Réponse au factum publié sous le nom de la Dlle Petit, ci-devant actrice de l’Opéra,

pour Mlle Jacquet, accusée d’imposture et de calomnie

 

Messieurs,

J’avais voué un généreux silence aux imputations injurieuses et aux éloquentes invectives de la Dlle Petit ; j’avais résolu de ne leur opposer que le mépris dû à sa personne ; mais le nom de Calomniatrice, si nouveau pour moi, m’’a paru intéresser tellement l’honneur de la Profession, que mon innocence se trouve forcée d’élever aujourd’hui sa voix pour vous demander justice à mon tour. Le Procès qu’on m’intente injustement est, Messieurs, actuellement par devant vous. Vous êtes saisis de la contestation  par le fait de ma Partie même, et les pièces sont sur le Bureau. Il est question d’examiner les prétendus griefs de mon Adversaire, la discussion n’en sera pas longue, et j’y répondrai sommairement.

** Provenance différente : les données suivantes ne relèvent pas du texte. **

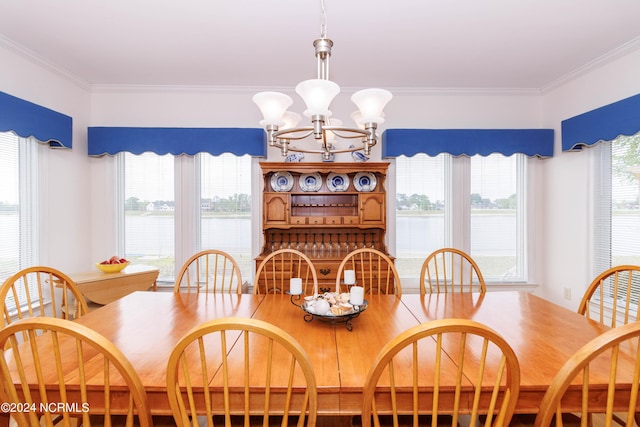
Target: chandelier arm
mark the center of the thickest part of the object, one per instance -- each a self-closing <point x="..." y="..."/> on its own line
<point x="295" y="133"/>
<point x="349" y="133"/>
<point x="304" y="150"/>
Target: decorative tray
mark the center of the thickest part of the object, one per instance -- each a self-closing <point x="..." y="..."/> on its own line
<point x="364" y="181"/>
<point x="310" y="181"/>
<point x="333" y="308"/>
<point x="337" y="181"/>
<point x="282" y="181"/>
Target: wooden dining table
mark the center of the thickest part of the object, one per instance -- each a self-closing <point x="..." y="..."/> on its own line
<point x="147" y="325"/>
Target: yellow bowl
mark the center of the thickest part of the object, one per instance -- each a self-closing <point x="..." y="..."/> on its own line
<point x="111" y="268"/>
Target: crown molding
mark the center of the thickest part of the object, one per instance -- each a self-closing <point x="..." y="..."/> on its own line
<point x="42" y="62"/>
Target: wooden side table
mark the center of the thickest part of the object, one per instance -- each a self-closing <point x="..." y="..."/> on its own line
<point x="103" y="288"/>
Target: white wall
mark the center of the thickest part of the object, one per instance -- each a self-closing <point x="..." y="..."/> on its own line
<point x="565" y="214"/>
<point x="65" y="221"/>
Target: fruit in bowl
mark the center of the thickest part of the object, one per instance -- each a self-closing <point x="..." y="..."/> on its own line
<point x="112" y="265"/>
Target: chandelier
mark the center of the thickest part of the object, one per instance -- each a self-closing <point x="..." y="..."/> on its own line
<point x="281" y="125"/>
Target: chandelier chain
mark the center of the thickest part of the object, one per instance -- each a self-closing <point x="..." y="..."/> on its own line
<point x="323" y="20"/>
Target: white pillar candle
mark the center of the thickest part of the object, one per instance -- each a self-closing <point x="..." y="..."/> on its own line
<point x="349" y="277"/>
<point x="356" y="295"/>
<point x="295" y="286"/>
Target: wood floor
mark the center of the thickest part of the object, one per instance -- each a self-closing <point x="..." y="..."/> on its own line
<point x="347" y="421"/>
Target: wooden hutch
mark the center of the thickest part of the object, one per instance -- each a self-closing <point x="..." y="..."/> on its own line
<point x="325" y="210"/>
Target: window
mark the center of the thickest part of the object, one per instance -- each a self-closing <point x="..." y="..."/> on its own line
<point x="422" y="207"/>
<point x="616" y="203"/>
<point x="148" y="226"/>
<point x="18" y="204"/>
<point x="497" y="233"/>
<point x="175" y="206"/>
<point x="476" y="204"/>
<point x="225" y="207"/>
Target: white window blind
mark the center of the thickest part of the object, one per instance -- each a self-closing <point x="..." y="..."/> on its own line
<point x="422" y="204"/>
<point x="18" y="205"/>
<point x="498" y="235"/>
<point x="476" y="204"/>
<point x="616" y="203"/>
<point x="225" y="207"/>
<point x="149" y="211"/>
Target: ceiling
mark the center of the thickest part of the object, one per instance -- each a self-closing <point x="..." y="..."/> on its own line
<point x="401" y="44"/>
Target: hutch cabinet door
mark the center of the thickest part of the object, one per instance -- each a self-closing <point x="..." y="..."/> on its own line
<point x="276" y="208"/>
<point x="372" y="209"/>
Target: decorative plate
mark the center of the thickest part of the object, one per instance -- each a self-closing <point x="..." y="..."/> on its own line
<point x="364" y="181"/>
<point x="282" y="181"/>
<point x="310" y="181"/>
<point x="337" y="181"/>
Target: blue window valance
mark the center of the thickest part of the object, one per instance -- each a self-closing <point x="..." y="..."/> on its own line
<point x="602" y="124"/>
<point x="28" y="119"/>
<point x="176" y="141"/>
<point x="467" y="142"/>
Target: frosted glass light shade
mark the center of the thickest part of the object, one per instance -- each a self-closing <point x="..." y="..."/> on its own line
<point x="272" y="105"/>
<point x="371" y="102"/>
<point x="317" y="95"/>
<point x="330" y="136"/>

Les différends d’éclat entre particuliers tournent toujours au profit du Public qu’ils amusent et qu’ils divertissent. Le Public a les revenants-bons de toutes ces scènes réjouissantes que ces sortes de démêlés font naître ; mais ils répandent aussi fort souvent un certain lustre sur des personnages obscurs qu’on aurait toujours ignorés s’ils n’avaient pris soin de se faire connaître. Tel est précisément le cas où nous nous trouvons la Petit et moi. Humbles actrices des Chœurs, condamnées par la médiocrité de nos talents à figurer entre des coulisses, et tout au plus à faire nombre sans la contestation dont il s’agit, qui jamais eût soupçonné notre existence ? Grâce aux soins de mon Adversaire, vous avez de jolis portraits de nous, et ces deux curieux morceaux deviendront une pièce de Cabinet. Je pardonne à la charmante Petit de m’avoir affublée en Cyclope femelle. On sait que pour entrer à l’Opéra, il ne faut point faire preuve de beauté. Il est rare d’y trouver des attraits naturels. Dans ce pays merveilleux tout n’est qu’artifice, illusion et prestige. Nous ressemblons à nos perspectives, et nous sommes proprement nous-mêmes une sorte de décoration. L’art épuise toutes ses ressources pour nous aider à tromper les yeux. Le mérite personnel d’une Actrice consiste à faire valoir de faibles attraits, à changer ses défauts mêmes en agréments, et enfin à faire adorer quelquefois jusqu’à la laideur. Ainsi l’esprit ou l’adresse est chez nous d’un plus grand usage que la figure, et la supériorité que j’ai sur mon Adversaire à cet égard peut bien compenser, ce me semble, les petits avantages qu’elle exagère tant. Je lui passe sa taille, et ses petits yeux vifs qui en valent bien de plus grands à ce que dit sa mère. On voit que ces petits yeux vifs débutaient assez joliment, et les connaisseurs qui, apparemment, ne les avaient pas encore remarqués, doivent bien les regretter aujourd’hui.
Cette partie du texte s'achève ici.